St. Petersburg Times Online: Business

Weather | Sports | Forums | Comics | Classifieds | Calendar | Movies

Gordon Blackwell, FSU president in early '60s

Associated Press
Published January 28, 2004

TALLAHASSEE - Gordon W. Blackwell, who as school president led Florida State University through integration and a period of great growth in the early 1960s, has died. He was 92.

Blackwell died Monday at his Greenville, S.C., home. His family said he suffered a heart attack after exercising.

He served as president at Florida State from 1960 until 1965, when the Tallahassee school increased its enrollment from 9,000 to 12,000 students. In Seminole History, Blackwell remembered racial integration as one of the significant accomplishments of his presidency.
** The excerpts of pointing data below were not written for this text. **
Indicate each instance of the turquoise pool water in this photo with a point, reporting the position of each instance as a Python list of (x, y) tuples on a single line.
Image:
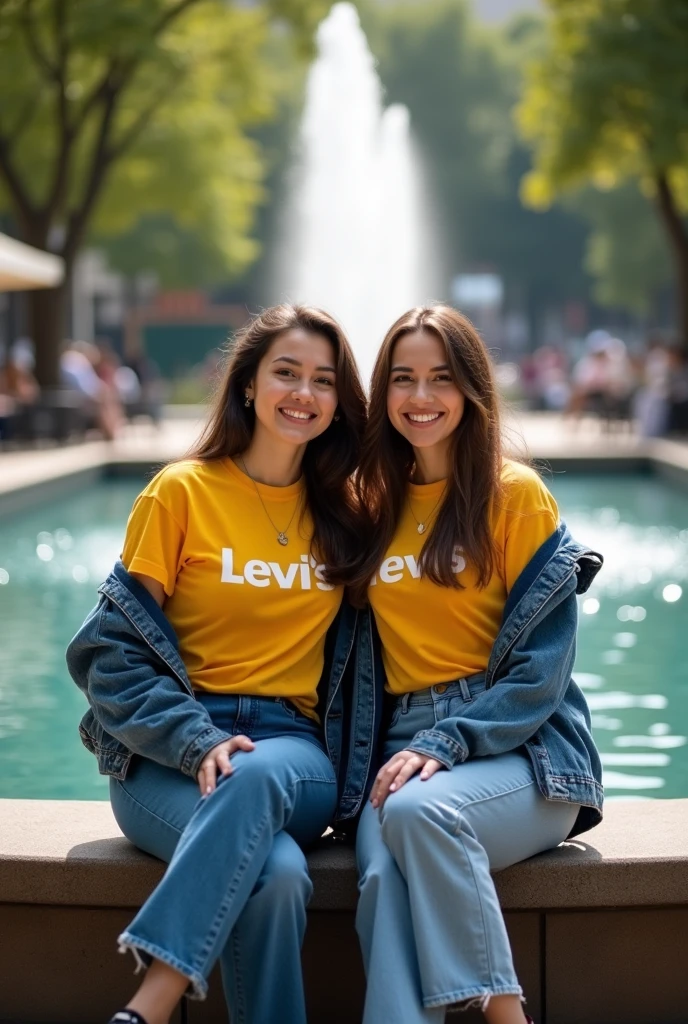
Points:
[(632, 651)]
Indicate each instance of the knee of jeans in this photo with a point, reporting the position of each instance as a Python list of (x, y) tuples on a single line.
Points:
[(285, 877), (410, 812)]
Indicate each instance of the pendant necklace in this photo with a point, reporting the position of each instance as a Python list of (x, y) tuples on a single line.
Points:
[(282, 534), (422, 525)]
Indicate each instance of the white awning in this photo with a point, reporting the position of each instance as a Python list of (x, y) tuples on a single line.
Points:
[(23, 266)]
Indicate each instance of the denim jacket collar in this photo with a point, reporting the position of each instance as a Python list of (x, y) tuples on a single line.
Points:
[(552, 567), (146, 616)]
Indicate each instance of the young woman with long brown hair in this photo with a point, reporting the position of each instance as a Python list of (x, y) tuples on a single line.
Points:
[(487, 755), (210, 685)]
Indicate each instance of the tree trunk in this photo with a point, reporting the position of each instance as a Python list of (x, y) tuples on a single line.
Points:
[(678, 237), (47, 313)]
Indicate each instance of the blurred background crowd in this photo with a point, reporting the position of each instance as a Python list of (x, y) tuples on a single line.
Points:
[(154, 148)]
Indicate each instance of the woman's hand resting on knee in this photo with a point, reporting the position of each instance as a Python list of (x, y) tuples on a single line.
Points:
[(217, 760), (398, 770)]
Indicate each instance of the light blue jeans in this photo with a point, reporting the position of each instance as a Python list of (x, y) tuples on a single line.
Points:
[(429, 921), (237, 886)]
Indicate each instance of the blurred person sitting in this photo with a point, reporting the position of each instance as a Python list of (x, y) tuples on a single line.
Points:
[(78, 371), (677, 419), (149, 401), (18, 387), (551, 378), (652, 399), (602, 382)]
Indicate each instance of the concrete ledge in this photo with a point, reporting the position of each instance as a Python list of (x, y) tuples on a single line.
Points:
[(72, 853), (598, 927)]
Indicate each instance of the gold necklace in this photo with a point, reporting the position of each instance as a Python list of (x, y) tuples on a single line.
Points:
[(282, 534), (422, 525)]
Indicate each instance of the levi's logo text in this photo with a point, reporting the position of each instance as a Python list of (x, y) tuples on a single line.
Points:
[(394, 568), (303, 574)]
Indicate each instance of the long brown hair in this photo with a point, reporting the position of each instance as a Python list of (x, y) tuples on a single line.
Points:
[(387, 460), (330, 459)]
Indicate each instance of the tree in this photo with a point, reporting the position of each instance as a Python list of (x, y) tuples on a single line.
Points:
[(114, 110), (608, 102), (627, 252)]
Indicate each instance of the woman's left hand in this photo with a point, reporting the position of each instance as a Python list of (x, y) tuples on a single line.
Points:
[(398, 770)]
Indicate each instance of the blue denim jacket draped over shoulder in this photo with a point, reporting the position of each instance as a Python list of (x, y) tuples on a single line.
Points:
[(527, 697), (126, 660)]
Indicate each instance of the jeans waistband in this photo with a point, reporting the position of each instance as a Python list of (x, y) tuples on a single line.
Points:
[(467, 687)]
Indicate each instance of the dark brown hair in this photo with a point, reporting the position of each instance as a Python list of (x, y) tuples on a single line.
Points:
[(387, 460), (330, 459)]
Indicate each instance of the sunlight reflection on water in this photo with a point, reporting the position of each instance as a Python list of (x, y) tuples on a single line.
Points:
[(631, 655)]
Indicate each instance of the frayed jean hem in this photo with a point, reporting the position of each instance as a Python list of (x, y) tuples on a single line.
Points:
[(127, 941), (469, 997)]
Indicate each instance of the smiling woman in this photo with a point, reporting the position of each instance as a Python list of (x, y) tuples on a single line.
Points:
[(237, 692)]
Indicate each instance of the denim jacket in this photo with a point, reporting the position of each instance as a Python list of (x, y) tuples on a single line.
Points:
[(526, 696), (126, 660)]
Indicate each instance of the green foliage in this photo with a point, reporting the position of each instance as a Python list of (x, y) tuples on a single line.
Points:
[(114, 110), (461, 82), (607, 99), (627, 251)]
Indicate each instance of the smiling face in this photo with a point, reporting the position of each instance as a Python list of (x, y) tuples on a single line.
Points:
[(424, 403), (295, 387)]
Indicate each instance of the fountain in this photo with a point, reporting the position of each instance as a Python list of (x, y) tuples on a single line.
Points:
[(356, 239)]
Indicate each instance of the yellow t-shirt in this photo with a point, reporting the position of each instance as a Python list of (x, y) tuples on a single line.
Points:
[(433, 634), (250, 614)]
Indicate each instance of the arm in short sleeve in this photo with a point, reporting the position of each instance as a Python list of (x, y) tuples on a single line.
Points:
[(531, 518), (154, 542)]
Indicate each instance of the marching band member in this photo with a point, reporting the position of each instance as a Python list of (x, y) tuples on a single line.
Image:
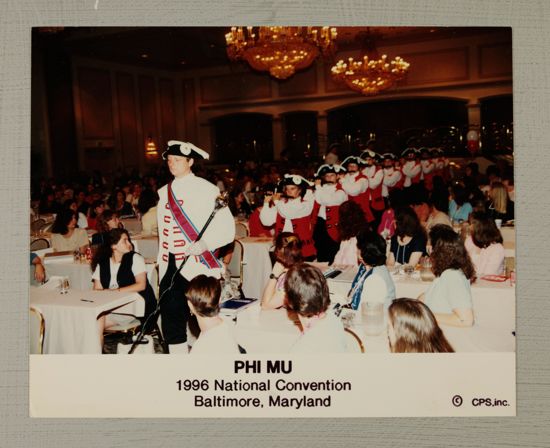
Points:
[(355, 184), (292, 212), (441, 162), (328, 197), (184, 206), (375, 176), (412, 170), (428, 167), (391, 175)]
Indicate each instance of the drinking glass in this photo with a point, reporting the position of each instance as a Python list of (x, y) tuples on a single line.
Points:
[(64, 285), (426, 274), (408, 270), (372, 314)]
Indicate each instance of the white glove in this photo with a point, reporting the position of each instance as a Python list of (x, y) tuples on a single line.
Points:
[(196, 248)]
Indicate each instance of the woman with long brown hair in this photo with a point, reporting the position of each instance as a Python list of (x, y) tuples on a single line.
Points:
[(412, 328), (449, 296), (107, 221), (484, 245), (352, 221), (288, 252)]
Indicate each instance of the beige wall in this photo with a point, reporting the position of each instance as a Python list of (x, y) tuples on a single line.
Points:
[(134, 103)]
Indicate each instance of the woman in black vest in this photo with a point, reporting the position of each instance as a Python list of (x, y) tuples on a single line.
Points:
[(117, 266)]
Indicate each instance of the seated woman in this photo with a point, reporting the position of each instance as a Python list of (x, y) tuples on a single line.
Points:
[(352, 221), (459, 207), (82, 221), (449, 296), (238, 205), (408, 244), (288, 252), (484, 245), (66, 235), (120, 205), (96, 209), (106, 222), (116, 266), (373, 282), (203, 297), (308, 295), (147, 207), (412, 328)]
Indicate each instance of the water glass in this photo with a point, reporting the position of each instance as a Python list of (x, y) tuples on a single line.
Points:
[(64, 285), (372, 314), (408, 270), (426, 274)]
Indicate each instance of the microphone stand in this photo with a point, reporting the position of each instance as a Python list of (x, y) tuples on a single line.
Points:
[(221, 202)]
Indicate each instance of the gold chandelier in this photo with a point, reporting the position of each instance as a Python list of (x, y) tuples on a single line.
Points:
[(281, 50), (372, 74)]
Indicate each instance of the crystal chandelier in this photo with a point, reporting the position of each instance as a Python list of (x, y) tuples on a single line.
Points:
[(281, 50), (371, 74)]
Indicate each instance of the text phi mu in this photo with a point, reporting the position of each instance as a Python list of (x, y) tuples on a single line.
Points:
[(270, 366)]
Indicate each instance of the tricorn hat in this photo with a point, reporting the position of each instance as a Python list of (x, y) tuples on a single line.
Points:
[(352, 159), (186, 149), (326, 168), (389, 156), (295, 179), (408, 151)]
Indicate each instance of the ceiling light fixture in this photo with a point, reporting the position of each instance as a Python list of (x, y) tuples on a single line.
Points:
[(280, 50)]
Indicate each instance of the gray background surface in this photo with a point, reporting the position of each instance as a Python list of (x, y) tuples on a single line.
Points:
[(531, 35)]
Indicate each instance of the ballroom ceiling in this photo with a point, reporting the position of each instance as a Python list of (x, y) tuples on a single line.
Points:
[(184, 48)]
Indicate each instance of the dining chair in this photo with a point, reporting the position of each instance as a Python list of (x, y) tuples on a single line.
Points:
[(39, 244), (353, 342), (37, 328), (236, 265), (241, 231)]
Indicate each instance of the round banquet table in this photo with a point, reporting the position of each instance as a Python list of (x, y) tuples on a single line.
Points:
[(71, 319)]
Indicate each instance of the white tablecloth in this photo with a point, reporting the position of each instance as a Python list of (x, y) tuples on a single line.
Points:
[(494, 314), (80, 274), (257, 265), (71, 323), (148, 246), (272, 331)]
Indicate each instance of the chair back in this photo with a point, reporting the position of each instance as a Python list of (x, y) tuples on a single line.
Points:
[(241, 231), (37, 224), (236, 264), (39, 244), (37, 328), (353, 342)]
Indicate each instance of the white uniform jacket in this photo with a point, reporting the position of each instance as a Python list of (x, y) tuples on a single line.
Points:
[(288, 209), (197, 197), (329, 195)]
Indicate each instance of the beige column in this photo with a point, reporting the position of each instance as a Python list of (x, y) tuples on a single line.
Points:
[(322, 132), (474, 113), (278, 137)]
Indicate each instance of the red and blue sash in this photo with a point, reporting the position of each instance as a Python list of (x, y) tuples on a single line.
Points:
[(188, 229)]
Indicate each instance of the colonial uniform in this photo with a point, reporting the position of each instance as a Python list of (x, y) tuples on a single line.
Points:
[(328, 198), (428, 167), (184, 206), (412, 170), (392, 177), (356, 184), (293, 215), (375, 175)]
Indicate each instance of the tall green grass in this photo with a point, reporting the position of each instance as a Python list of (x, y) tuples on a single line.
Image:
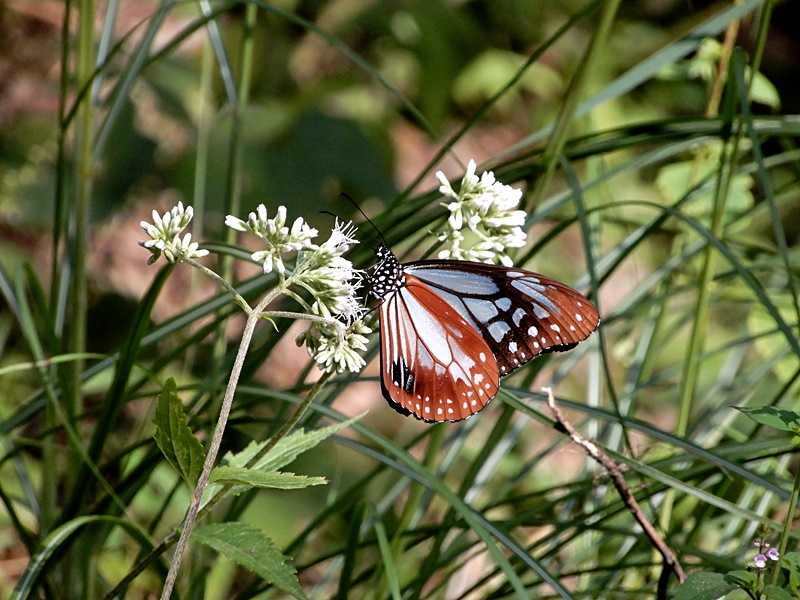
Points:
[(480, 509)]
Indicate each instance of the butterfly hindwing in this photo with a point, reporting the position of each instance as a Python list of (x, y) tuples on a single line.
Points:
[(434, 363), (519, 314)]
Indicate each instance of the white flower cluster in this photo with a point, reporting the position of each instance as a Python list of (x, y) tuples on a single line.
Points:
[(165, 235), (337, 349), (331, 278), (488, 209), (325, 274), (280, 239)]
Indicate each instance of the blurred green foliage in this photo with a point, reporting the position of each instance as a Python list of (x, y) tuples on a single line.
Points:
[(354, 96)]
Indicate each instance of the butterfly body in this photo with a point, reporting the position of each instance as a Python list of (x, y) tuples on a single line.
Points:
[(450, 329)]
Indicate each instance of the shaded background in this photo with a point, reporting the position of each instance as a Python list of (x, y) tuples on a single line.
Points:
[(317, 125)]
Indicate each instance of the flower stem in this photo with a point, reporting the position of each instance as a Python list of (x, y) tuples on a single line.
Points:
[(169, 539), (216, 440), (299, 317)]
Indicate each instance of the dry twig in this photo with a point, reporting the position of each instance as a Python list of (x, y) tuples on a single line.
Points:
[(615, 472)]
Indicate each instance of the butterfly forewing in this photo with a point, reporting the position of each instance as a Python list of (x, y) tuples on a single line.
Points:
[(519, 314), (435, 364)]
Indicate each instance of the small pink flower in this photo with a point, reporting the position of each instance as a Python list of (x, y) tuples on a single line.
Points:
[(773, 554)]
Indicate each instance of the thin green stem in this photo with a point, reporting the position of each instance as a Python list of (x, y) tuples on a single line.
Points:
[(576, 87), (172, 537), (409, 510), (204, 121), (83, 195), (726, 173), (222, 282), (216, 441), (234, 179)]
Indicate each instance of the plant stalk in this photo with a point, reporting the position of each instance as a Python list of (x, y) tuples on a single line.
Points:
[(216, 441), (170, 539), (233, 186)]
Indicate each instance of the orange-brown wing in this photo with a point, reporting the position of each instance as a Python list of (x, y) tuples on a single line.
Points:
[(520, 314), (434, 364)]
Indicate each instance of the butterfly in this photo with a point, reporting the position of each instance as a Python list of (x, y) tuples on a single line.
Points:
[(450, 329)]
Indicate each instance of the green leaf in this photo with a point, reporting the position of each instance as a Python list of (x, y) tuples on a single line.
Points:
[(287, 449), (774, 592), (744, 579), (704, 586), (791, 561), (256, 478), (764, 91), (173, 436), (777, 418), (250, 548)]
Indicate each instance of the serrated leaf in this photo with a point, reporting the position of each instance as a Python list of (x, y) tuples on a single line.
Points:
[(744, 579), (250, 548), (283, 453), (773, 592), (287, 449), (271, 479), (777, 418), (182, 450), (704, 586)]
Maxwell Courtney enrolled as FSU's first black student in 1962.

"This was achieved with commitment and dignity because it was the right thing to do," Blackwell said in the official history.

Current president T.K. Wetherell called that period "dramatic times for FSU - getting that process going, keeping the institution on an even keel." Wetherell began his freshman year at FSU while Blackwell was president.

The school plans to commemorate the school's integration Friday during Heritage Day celebration.

Blackwell left in 1965 to become president of his alma mater, Furman University in South Carolina. He was Furman president for 11 years.